Chinese teachers abroad. Program helps enrich high-schoolers back home via `multiplier' effect

SCHOOL teacher Li Kefei had not encountered prejudice the way he did at one middle school (high school) in Adelaide last year. As an English teacher from Peking, he was introduced to a class of Vietnamese and Cambodian refugee children. There was only silence from the class. This was not the warm welcome he had received in other Australian schools.

``Then I heard someone whisper `communist devil,''' he recalled recently. It was a tense moment as he felt the hostility of some children.

``I felt sad and sorry. After class I tried to be friendly and wanted to tell them, `we are the same. I like you.' But they didn't take my ready hand and I walked away,'' he said. He wasn't able to explain that China was not what they thought it was from their life in Southeast Asia.

The short time in that classroom deepened his commitment to teaching. ``I realized that as a teacher I had a duty to dispel ignorance,'' he said quietly.
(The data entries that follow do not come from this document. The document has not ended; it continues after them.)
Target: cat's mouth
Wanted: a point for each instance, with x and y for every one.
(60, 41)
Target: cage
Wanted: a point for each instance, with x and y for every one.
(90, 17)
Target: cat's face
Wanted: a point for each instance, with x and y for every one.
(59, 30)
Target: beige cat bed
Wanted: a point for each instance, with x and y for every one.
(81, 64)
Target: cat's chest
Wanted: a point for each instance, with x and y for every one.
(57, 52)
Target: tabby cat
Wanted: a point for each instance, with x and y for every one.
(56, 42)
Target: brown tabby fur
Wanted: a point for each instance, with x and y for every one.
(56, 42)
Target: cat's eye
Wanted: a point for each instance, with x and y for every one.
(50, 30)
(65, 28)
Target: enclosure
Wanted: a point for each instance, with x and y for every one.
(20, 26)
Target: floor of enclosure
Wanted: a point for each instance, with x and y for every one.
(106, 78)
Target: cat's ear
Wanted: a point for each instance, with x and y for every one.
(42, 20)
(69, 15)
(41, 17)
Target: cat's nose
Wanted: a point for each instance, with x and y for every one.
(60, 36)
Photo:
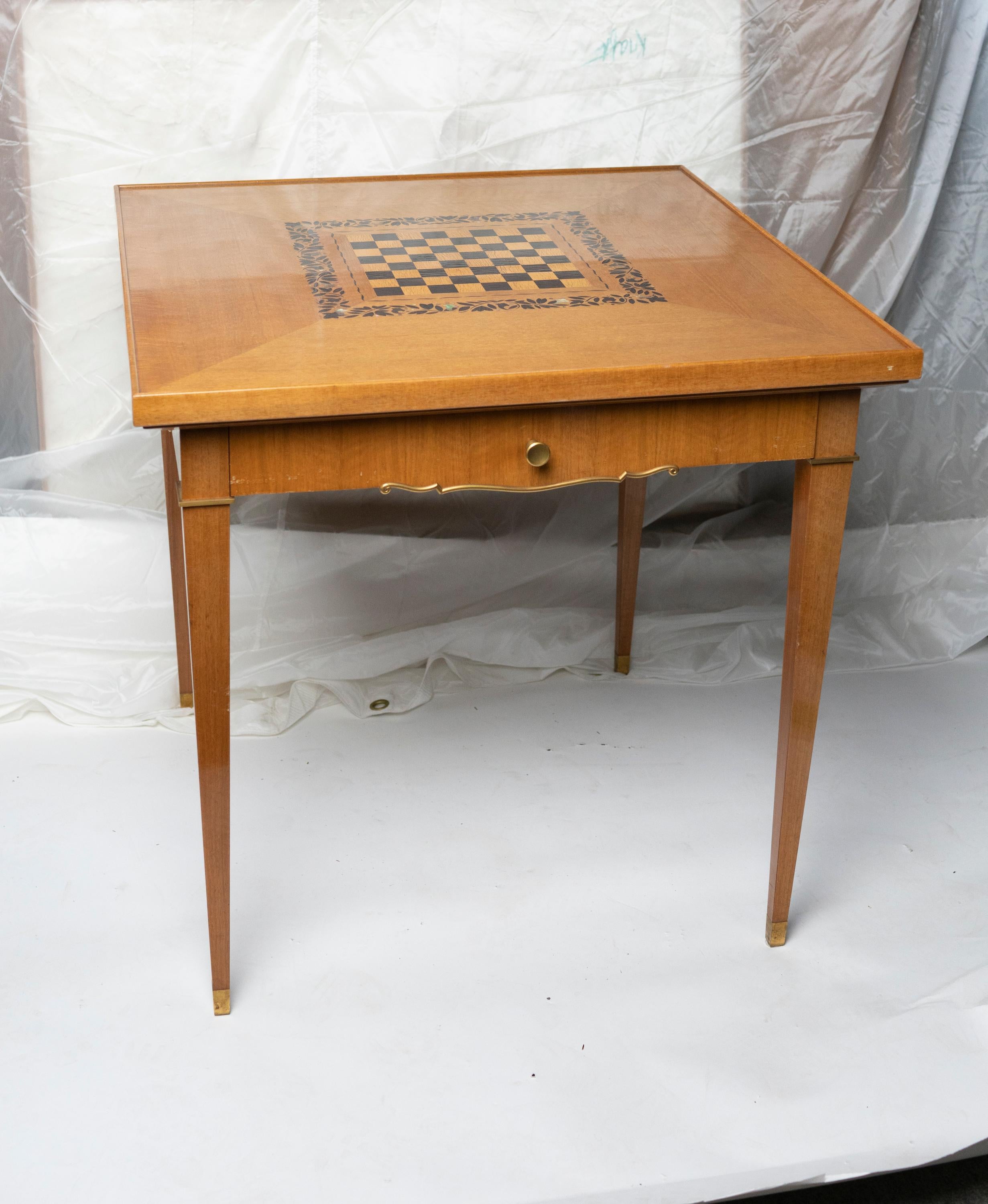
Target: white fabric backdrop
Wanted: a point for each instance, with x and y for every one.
(854, 129)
Li's experiences in Australia, and those of a small group of other middle school (high school) teachers who have returned to China after living and teaching abroad, were made possible under a program sponsored by American Field Service (AFS) International, a nonprofit organization based in New York.

The program offers opportunities for Chinese foreign language teachers to live overseas for one school year. During these months of living with a host family and working with foreign youngsters, the teachers improve their language skills and learn more about life in a foreign country.

The number of middle school teachers sent abroad so far is small, but the program has had a strong impact on its participants. The teachers have come home more confident of their language skills and better able to help their students understand the world outside China.

Chinese officials say that the AFS program fills a need at a time when China's educational system has few resources and scarce opportunities for middle school teachers to travel abroad. There are a large number of exchange programs at the university level in China, but only AFS offers opportunities for middle school teachers.

During a recent visit to Peking, the president of AFS International, William M. Dyal Jr., pointed out that almost everyone in China attends middle school while only about three percent of college-age youth attend a university. For the country's 47 million middle school students, China's policy of opening its doors to the world touches them most deeply when they study a foreign language.

``Each teacher in a Chinese middle school has an incredible multiplier effect, not only for language but also for exposing students to world culture,'' Mr. Dyal said.

Chinese middle school teachers are at the heart of their government's ambitious modernization efforts, but the educational system remains mired in bureaucracy and is starved for resources. Pay remains low.

When Dyal first visited China four years ago, he realized that a high school student exchange program, such as those AFS sponsors in dozens of other countries, was a luxury China could ill afford. But he saw the need to improve foreign language teaching in Chinese middle schools, and the education authorities quickly accepted his offer to begin a program. China has more than 300,000 middle school English teachers and, while their ability to read English is often good, their speaking ability has suffered from lack of access to native English speakers.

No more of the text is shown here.